I have found that I sometimes can not listen to a single song without 8 interruptions while listening on the other side of the house. Ever try watching a show while your child is listening to a different song via Alexa every 30 seconds?



I understand there is no correlation between the Alexa device (Echo Dot) and the room it is located in. As a result, all the speakers go mute in the whole house. However, with the Sonos device that have Alexa built-in, why wouldn't it just mute these devices? Why does it still have to mute the entire house.



I have invested heavily in Sonos over the years and have 17 Sonos devices. I am hesitant to invest in the 'latest' devices like Sonos One or Beam if they will cause a poor user experience.
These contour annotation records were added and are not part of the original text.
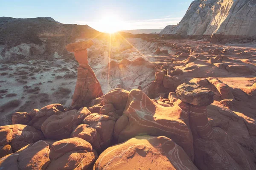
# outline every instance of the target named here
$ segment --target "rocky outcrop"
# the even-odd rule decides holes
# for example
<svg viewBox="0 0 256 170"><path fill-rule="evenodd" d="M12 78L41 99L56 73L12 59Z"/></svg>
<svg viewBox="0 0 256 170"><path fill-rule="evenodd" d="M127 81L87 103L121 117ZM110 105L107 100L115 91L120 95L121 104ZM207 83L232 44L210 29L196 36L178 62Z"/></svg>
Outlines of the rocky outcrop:
<svg viewBox="0 0 256 170"><path fill-rule="evenodd" d="M44 138L41 131L28 125L16 124L0 126L0 146L9 144L15 152Z"/></svg>
<svg viewBox="0 0 256 170"><path fill-rule="evenodd" d="M211 93L195 84L184 83L180 86L176 91L177 97L190 105L187 108L189 108L189 125L193 134L194 162L197 167L208 170L254 169L256 165L237 142L237 139L232 139L220 128L212 128L206 107L213 101ZM203 96L208 94L209 99L206 102L205 99L202 100L204 97L201 93L206 93ZM187 98L182 97L183 95ZM193 99L189 99L192 96Z"/></svg>
<svg viewBox="0 0 256 170"><path fill-rule="evenodd" d="M47 139L61 140L68 138L73 128L90 114L87 108L83 107L79 110L72 110L58 115L52 115L44 122L41 130Z"/></svg>
<svg viewBox="0 0 256 170"><path fill-rule="evenodd" d="M89 169L97 157L91 144L81 138L41 140L2 158L0 166L6 170Z"/></svg>
<svg viewBox="0 0 256 170"><path fill-rule="evenodd" d="M74 52L75 57L79 63L77 69L77 80L73 96L72 107L79 109L86 106L93 99L103 94L99 82L93 71L88 64L87 48L92 42L84 41L67 45L67 50Z"/></svg>
<svg viewBox="0 0 256 170"><path fill-rule="evenodd" d="M101 152L111 145L116 119L107 115L92 113L87 116L72 132L70 137L78 137L90 142Z"/></svg>
<svg viewBox="0 0 256 170"><path fill-rule="evenodd" d="M183 72L181 70L175 69L170 67L168 67L167 70L156 72L155 80L153 81L148 87L148 96L154 99L161 94L167 96L169 93L174 91L177 87L182 83L180 79L174 76L182 74Z"/></svg>
<svg viewBox="0 0 256 170"><path fill-rule="evenodd" d="M165 136L140 136L107 149L94 170L197 170L182 148Z"/></svg>
<svg viewBox="0 0 256 170"><path fill-rule="evenodd" d="M60 104L49 105L39 110L33 109L29 113L15 113L12 117L12 123L29 125L41 130L43 123L49 117L62 114L64 111L63 106Z"/></svg>
<svg viewBox="0 0 256 170"><path fill-rule="evenodd" d="M67 44L75 42L76 38L93 37L99 33L87 25L64 24L49 17L0 17L0 44L3 45L0 56L8 60L42 54L45 57L56 52L67 54Z"/></svg>
<svg viewBox="0 0 256 170"><path fill-rule="evenodd" d="M166 26L160 34L218 39L256 37L256 3L253 0L193 1L175 27Z"/></svg>
<svg viewBox="0 0 256 170"><path fill-rule="evenodd" d="M193 160L192 136L183 120L187 115L183 113L178 105L162 106L142 91L134 89L129 94L122 115L116 123L114 137L122 142L138 135L165 136L181 146Z"/></svg>

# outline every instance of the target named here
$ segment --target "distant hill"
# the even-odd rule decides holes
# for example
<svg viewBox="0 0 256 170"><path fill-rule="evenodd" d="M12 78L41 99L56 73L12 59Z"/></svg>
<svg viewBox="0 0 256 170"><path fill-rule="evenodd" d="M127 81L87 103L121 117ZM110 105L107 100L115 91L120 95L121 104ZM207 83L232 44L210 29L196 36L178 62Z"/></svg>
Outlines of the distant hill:
<svg viewBox="0 0 256 170"><path fill-rule="evenodd" d="M133 29L131 30L123 30L120 31L120 32L128 32L133 34L151 34L154 33L158 34L163 29Z"/></svg>
<svg viewBox="0 0 256 170"><path fill-rule="evenodd" d="M210 38L212 42L255 39L256 0L194 0L177 26L167 26L160 34Z"/></svg>
<svg viewBox="0 0 256 170"><path fill-rule="evenodd" d="M0 60L64 54L66 45L99 33L87 25L64 24L50 17L0 17Z"/></svg>

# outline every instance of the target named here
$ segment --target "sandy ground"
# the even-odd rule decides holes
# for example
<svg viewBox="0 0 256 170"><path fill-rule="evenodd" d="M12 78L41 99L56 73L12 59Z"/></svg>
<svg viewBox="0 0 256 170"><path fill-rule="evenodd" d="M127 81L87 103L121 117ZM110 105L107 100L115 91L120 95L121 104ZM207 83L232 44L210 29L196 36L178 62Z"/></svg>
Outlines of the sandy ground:
<svg viewBox="0 0 256 170"><path fill-rule="evenodd" d="M94 39L94 45L88 49L89 64L104 94L116 88L130 91L139 86L147 94L149 85L155 79L156 71L148 66L149 63L155 66L168 64L180 68L183 74L177 76L185 82L194 77L215 77L231 88L241 89L256 82L256 45L223 45L193 40L147 41L128 38L127 40L129 43L113 41L110 51L108 42ZM158 47L161 50L167 50L170 54L154 54ZM221 53L223 50L227 52ZM176 58L175 53L180 51L196 60L185 64L186 58ZM221 64L246 66L252 71L230 72L218 67L216 63L209 63L209 58L219 53L228 59ZM140 58L145 61L140 65L120 63L123 59L133 61ZM116 66L108 67L110 62L114 62ZM29 112L33 108L40 109L54 103L70 106L76 85L77 65L72 57L58 56L51 60L0 64L0 125L10 124L12 115L16 111Z"/></svg>

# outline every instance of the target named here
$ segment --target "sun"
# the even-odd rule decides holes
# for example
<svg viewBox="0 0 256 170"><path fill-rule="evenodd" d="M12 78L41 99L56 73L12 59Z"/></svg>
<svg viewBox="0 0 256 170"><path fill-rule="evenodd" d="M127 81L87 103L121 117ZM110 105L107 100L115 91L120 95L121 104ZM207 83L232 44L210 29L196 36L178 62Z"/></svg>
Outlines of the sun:
<svg viewBox="0 0 256 170"><path fill-rule="evenodd" d="M119 30L121 26L121 20L116 15L107 15L100 21L102 32L113 34Z"/></svg>

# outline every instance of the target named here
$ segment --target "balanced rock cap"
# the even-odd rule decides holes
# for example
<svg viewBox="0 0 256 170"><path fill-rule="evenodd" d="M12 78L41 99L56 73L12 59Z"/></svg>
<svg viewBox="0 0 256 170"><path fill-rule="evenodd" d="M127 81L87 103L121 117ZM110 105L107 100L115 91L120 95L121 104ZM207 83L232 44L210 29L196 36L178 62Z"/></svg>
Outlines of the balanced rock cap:
<svg viewBox="0 0 256 170"><path fill-rule="evenodd" d="M194 83L181 84L177 87L176 92L178 99L193 105L206 106L213 102L214 93Z"/></svg>
<svg viewBox="0 0 256 170"><path fill-rule="evenodd" d="M76 52L88 48L93 44L93 42L92 40L79 41L69 44L65 47L67 50L70 52Z"/></svg>

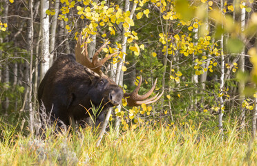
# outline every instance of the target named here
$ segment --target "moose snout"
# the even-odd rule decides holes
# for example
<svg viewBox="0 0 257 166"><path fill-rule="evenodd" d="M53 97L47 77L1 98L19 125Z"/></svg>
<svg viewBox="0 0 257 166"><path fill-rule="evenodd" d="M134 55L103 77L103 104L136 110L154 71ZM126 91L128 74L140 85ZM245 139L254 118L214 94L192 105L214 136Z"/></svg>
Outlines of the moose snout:
<svg viewBox="0 0 257 166"><path fill-rule="evenodd" d="M109 93L108 100L113 105L122 104L123 93L120 91L111 91Z"/></svg>

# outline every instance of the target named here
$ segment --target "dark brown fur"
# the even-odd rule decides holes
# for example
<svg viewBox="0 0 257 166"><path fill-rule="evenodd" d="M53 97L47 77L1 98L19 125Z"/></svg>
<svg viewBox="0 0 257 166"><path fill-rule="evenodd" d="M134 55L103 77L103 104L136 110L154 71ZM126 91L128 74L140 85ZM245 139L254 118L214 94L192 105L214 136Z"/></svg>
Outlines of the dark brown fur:
<svg viewBox="0 0 257 166"><path fill-rule="evenodd" d="M61 55L46 73L38 89L40 106L44 105L52 120L61 120L70 124L75 120L89 117L86 109L104 106L97 118L97 124L104 121L106 110L122 102L123 91L109 79L101 78L75 61L73 55ZM102 102L102 103L101 103Z"/></svg>

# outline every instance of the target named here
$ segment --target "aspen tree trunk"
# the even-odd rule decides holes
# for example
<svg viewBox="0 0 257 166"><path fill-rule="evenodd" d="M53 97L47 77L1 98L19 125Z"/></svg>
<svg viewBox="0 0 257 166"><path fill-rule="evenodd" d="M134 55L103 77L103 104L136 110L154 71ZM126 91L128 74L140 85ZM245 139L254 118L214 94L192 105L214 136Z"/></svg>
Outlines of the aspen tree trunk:
<svg viewBox="0 0 257 166"><path fill-rule="evenodd" d="M193 32L195 33L195 35L193 36L193 38L195 39L195 45L197 45L197 43L198 43L198 28L196 28L196 29L193 29ZM195 62L195 60L196 59L196 57L195 55L195 54L193 53L193 63L194 63L194 65L196 66L197 64ZM198 84L198 75L197 75L196 73L193 73L193 77L192 77L192 82L193 84ZM193 94L197 94L198 92L198 90L193 90ZM192 96L192 100L191 101L191 107L190 107L190 109L197 109L196 108L197 107L197 99L196 98L195 98L194 95L193 95Z"/></svg>
<svg viewBox="0 0 257 166"><path fill-rule="evenodd" d="M220 10L223 13L223 0L220 0ZM224 77L225 77L225 59L224 59L224 41L223 41L224 35L223 34L221 35L220 39L220 51L221 51L221 64L220 64L220 108L218 112L218 128L220 129L220 134L222 136L222 138L223 138L223 123L222 123L222 117L224 115L223 109L224 109L224 100L222 95L224 89Z"/></svg>
<svg viewBox="0 0 257 166"><path fill-rule="evenodd" d="M125 5L124 5L124 12L126 12L129 10L129 0L125 0ZM129 15L129 18L132 19L132 17L134 15L135 8L137 7L137 3L133 3L133 6L132 7L131 15ZM124 72L122 71L122 66L124 65L124 62L126 60L126 41L128 39L128 37L124 35L125 33L128 32L130 29L130 26L128 30L125 30L125 29L123 28L122 30L122 53L123 53L123 58L122 59L118 62L117 70L116 70L116 77L115 77L115 82L117 85L120 85L121 86L123 86L123 74ZM121 111L121 106L119 105L117 107L119 111ZM110 117L107 117L108 119L109 119ZM119 131L120 128L120 119L116 118L115 119L115 129L117 132Z"/></svg>
<svg viewBox="0 0 257 166"><path fill-rule="evenodd" d="M206 19L204 20L204 24L206 25L205 26L205 28L207 30L208 30L208 28L209 28L209 20L208 20L208 4L206 3L205 4L205 15L206 15ZM204 34L205 35L205 34ZM207 35L207 34L206 34ZM209 34L208 34L209 35ZM213 37L212 39L212 43L213 43L214 42L214 37ZM206 55L206 53L204 52L204 55ZM202 89L200 90L200 93L202 94L202 97L201 97L201 103L202 104L204 104L204 97L203 97L203 93L204 93L204 91L205 90L205 82L206 82L206 80L207 78L207 73L208 73L208 66L210 64L210 60L211 60L211 55L209 53L208 53L208 55L207 55L207 62L206 62L206 64L203 63L202 64L202 68L207 68L207 71L204 71L203 74L201 75L200 76L200 82L201 83L201 86L202 86Z"/></svg>
<svg viewBox="0 0 257 166"><path fill-rule="evenodd" d="M242 3L245 6L245 2ZM241 10L241 30L243 32L245 27L245 8L243 8ZM242 36L242 38L244 37ZM242 72L245 72L245 48L242 50L240 58L239 58L239 70ZM241 104L241 113L240 113L240 129L244 129L245 126L245 109L242 107L242 103L245 100L245 95L243 91L245 89L245 81L240 80L239 82L239 92L240 92L240 102Z"/></svg>
<svg viewBox="0 0 257 166"><path fill-rule="evenodd" d="M34 125L34 111L32 108L32 65L33 65L33 0L30 1L29 3L29 10L30 10L30 19L28 20L28 39L29 40L28 42L28 51L30 54L30 77L29 77L29 91L28 91L28 110L30 113L30 129L31 132L33 132L33 125Z"/></svg>
<svg viewBox="0 0 257 166"><path fill-rule="evenodd" d="M57 24L57 19L59 15L59 0L55 1L55 14L53 17L52 24L50 26L50 48L49 51L50 53L50 66L52 66L53 63L54 58L54 50L55 45L55 33L56 33L56 26Z"/></svg>
<svg viewBox="0 0 257 166"><path fill-rule="evenodd" d="M256 93L257 95L257 93ZM252 124L252 138L253 140L256 139L256 129L257 129L257 98L255 98L254 101L255 108L253 109L253 124Z"/></svg>
<svg viewBox="0 0 257 166"><path fill-rule="evenodd" d="M4 1L4 5L3 5L3 16L5 17L4 19L3 19L3 23L8 24L8 9L9 9L9 1L8 0ZM1 39L1 42L3 39ZM9 66L8 62L6 62L6 65L3 66L3 70L2 71L2 75L3 75L3 82L6 84L6 85L10 84L10 75L9 75ZM6 87L5 91L7 91L8 89L8 86L5 86ZM3 102L3 110L5 111L5 115L7 115L8 109L9 108L9 98L8 96L6 96L4 98L4 100Z"/></svg>
<svg viewBox="0 0 257 166"><path fill-rule="evenodd" d="M37 108L37 84L38 84L38 81L39 81L39 44L40 44L40 38L41 37L41 31L39 30L39 37L37 39L37 46L36 46L36 59L35 61L35 78L34 78L34 104L35 104L35 108ZM37 92L37 93L36 93Z"/></svg>
<svg viewBox="0 0 257 166"><path fill-rule="evenodd" d="M41 0L40 29L41 33L40 82L50 67L49 16L46 11L49 8L49 0Z"/></svg>
<svg viewBox="0 0 257 166"><path fill-rule="evenodd" d="M96 35L91 36L92 41L88 44L88 56L89 57L93 57L95 53L95 46L96 46Z"/></svg>
<svg viewBox="0 0 257 166"><path fill-rule="evenodd" d="M66 28L66 25L67 25L67 22L66 21L64 21L64 20L62 21L64 22L64 37L65 37L65 53L66 54L69 54L70 53L70 44L68 43L68 30Z"/></svg>
<svg viewBox="0 0 257 166"><path fill-rule="evenodd" d="M224 89L224 75L225 75L225 59L224 59L224 54L223 54L223 35L221 36L220 40L220 48L221 48L221 64L220 64L220 71L221 71L221 75L220 75L220 108L218 113L218 128L220 131L220 134L223 135L223 123L222 123L222 117L223 117L223 108L224 108L224 100L222 95Z"/></svg>

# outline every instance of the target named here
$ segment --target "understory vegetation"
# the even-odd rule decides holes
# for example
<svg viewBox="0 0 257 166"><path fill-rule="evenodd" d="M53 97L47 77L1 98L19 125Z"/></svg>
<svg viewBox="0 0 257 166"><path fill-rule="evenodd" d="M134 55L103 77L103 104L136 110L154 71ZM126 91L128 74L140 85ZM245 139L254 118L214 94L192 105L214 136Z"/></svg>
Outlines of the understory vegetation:
<svg viewBox="0 0 257 166"><path fill-rule="evenodd" d="M111 129L96 147L91 129L61 133L46 131L45 140L1 124L1 165L256 165L257 142L225 125L224 136L202 125L142 126Z"/></svg>
<svg viewBox="0 0 257 166"><path fill-rule="evenodd" d="M78 39L124 93L156 79L151 103L40 136L39 85ZM256 165L256 84L257 1L0 0L0 165Z"/></svg>

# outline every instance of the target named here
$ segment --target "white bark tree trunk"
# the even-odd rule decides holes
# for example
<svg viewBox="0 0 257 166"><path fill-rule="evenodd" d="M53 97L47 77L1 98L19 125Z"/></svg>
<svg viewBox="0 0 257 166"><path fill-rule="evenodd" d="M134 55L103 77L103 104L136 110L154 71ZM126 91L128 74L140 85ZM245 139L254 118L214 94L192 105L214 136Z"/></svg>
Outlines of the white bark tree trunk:
<svg viewBox="0 0 257 166"><path fill-rule="evenodd" d="M53 63L54 58L54 50L55 46L55 33L56 33L56 26L57 23L57 19L59 15L59 0L55 0L55 14L53 17L51 27L50 27L50 48L49 51L50 53L50 66L52 66Z"/></svg>
<svg viewBox="0 0 257 166"><path fill-rule="evenodd" d="M30 1L29 4L29 10L30 10L30 19L28 20L28 51L30 54L30 77L29 77L29 91L28 91L28 110L30 113L30 129L31 132L33 132L33 125L34 125L34 111L32 107L32 75L33 75L33 71L32 71L32 65L33 65L33 37L34 37L34 29L33 29L33 0Z"/></svg>
<svg viewBox="0 0 257 166"><path fill-rule="evenodd" d="M223 10L223 0L220 0L220 10L222 12ZM222 138L223 138L223 122L222 122L222 117L224 115L224 111L222 110L224 108L224 100L222 95L224 89L224 77L225 77L225 58L224 58L224 41L223 39L224 35L221 35L220 39L220 51L221 51L221 63L220 63L220 110L218 112L218 128L220 129L220 133L222 136Z"/></svg>
<svg viewBox="0 0 257 166"><path fill-rule="evenodd" d="M49 8L49 0L41 0L40 29L41 33L40 82L50 67L49 16L46 11Z"/></svg>
<svg viewBox="0 0 257 166"><path fill-rule="evenodd" d="M125 5L124 5L124 12L126 12L129 10L129 0L125 0ZM133 15L134 15L135 8L137 7L137 3L134 3L133 6L132 7L131 15L129 16L130 19L132 19ZM122 60L121 60L120 62L117 64L117 69L116 69L116 77L115 77L115 82L117 85L120 85L121 86L123 86L123 75L124 72L122 71L122 67L124 65L124 62L126 60L126 42L128 39L128 37L124 35L125 33L128 32L130 30L130 26L128 30L125 30L124 28L123 28L122 30L122 53L123 53L123 58ZM121 111L121 106L119 105L117 107L117 109L119 109L119 111ZM107 117L108 118L108 117ZM109 119L109 117L108 118ZM117 132L119 131L120 128L120 119L119 118L117 118L115 119L115 129Z"/></svg>
<svg viewBox="0 0 257 166"><path fill-rule="evenodd" d="M9 9L9 5L8 5L8 1L5 0L4 1L4 11L3 11L3 16L5 17L4 19L3 19L3 21L4 23L8 24L8 9ZM1 39L1 42L3 39ZM9 66L8 63L6 63L6 65L3 67L3 70L2 71L2 75L3 75L3 82L9 84L10 84L10 75L9 75ZM8 89L8 86L5 86L5 90L7 91ZM3 102L3 109L5 111L5 114L7 115L7 111L9 108L9 104L10 100L9 98L6 95L4 98L4 100Z"/></svg>
<svg viewBox="0 0 257 166"><path fill-rule="evenodd" d="M245 2L242 3L245 6ZM245 8L243 8L241 10L241 30L243 32L245 28ZM242 36L242 38L244 37ZM245 48L242 50L239 58L239 70L242 72L245 72ZM241 114L240 114L240 128L243 129L245 126L245 109L242 107L242 104L245 100L245 95L243 91L245 90L245 81L240 80L239 82L239 92L240 92L240 102L241 104Z"/></svg>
I'm assuming with the Alexa skill disabled, the voice features of these devices will be disabled as well and it won't cause any problems.



The Alexa skill only seems useful if either you have only one person living in the house or one Sonos device, or at least only listen to one Sonos device at a time. Can anyone confirm that if I purchase the Beam and have the Sonos Skill disabled, it will operate the same as the Playbar or Playbase?
Sonos has said they are working on sorting that out so that what we call "Ducking" only happens in the room where the alexa device being spoken to resides.



We are expecting a big update 3rd week of July (with Airplay support). I would be surprised if they don't have the ducking issue sorted out by then. I expect this year we are going to see a good bit of Alexa enhancements (don't know exactly how many in July - - but the ducking issue was the first thing Sonos said they were working to alleviate).



Note: With the Sonos One and Sonos Beam - if you speak to their built in Alexa only that speaker ducks. Sonos One or Beam won't duck other speakers in the house that have the Alexa Skill enabled (as you see when you utilize echos, dots, etc.).
July has passed. Single room ducking and not having to specify a room every time have not arrived yet. You can assign a Sonos device to an Alexa group tied to a specific Echo device, which is the foundation for solving both of these issues, so I'm surprised that these features aren't available yet. It literally took just 30 minutes to implement this in the echo-sonos git hub project, so very surprised that it is taking this long.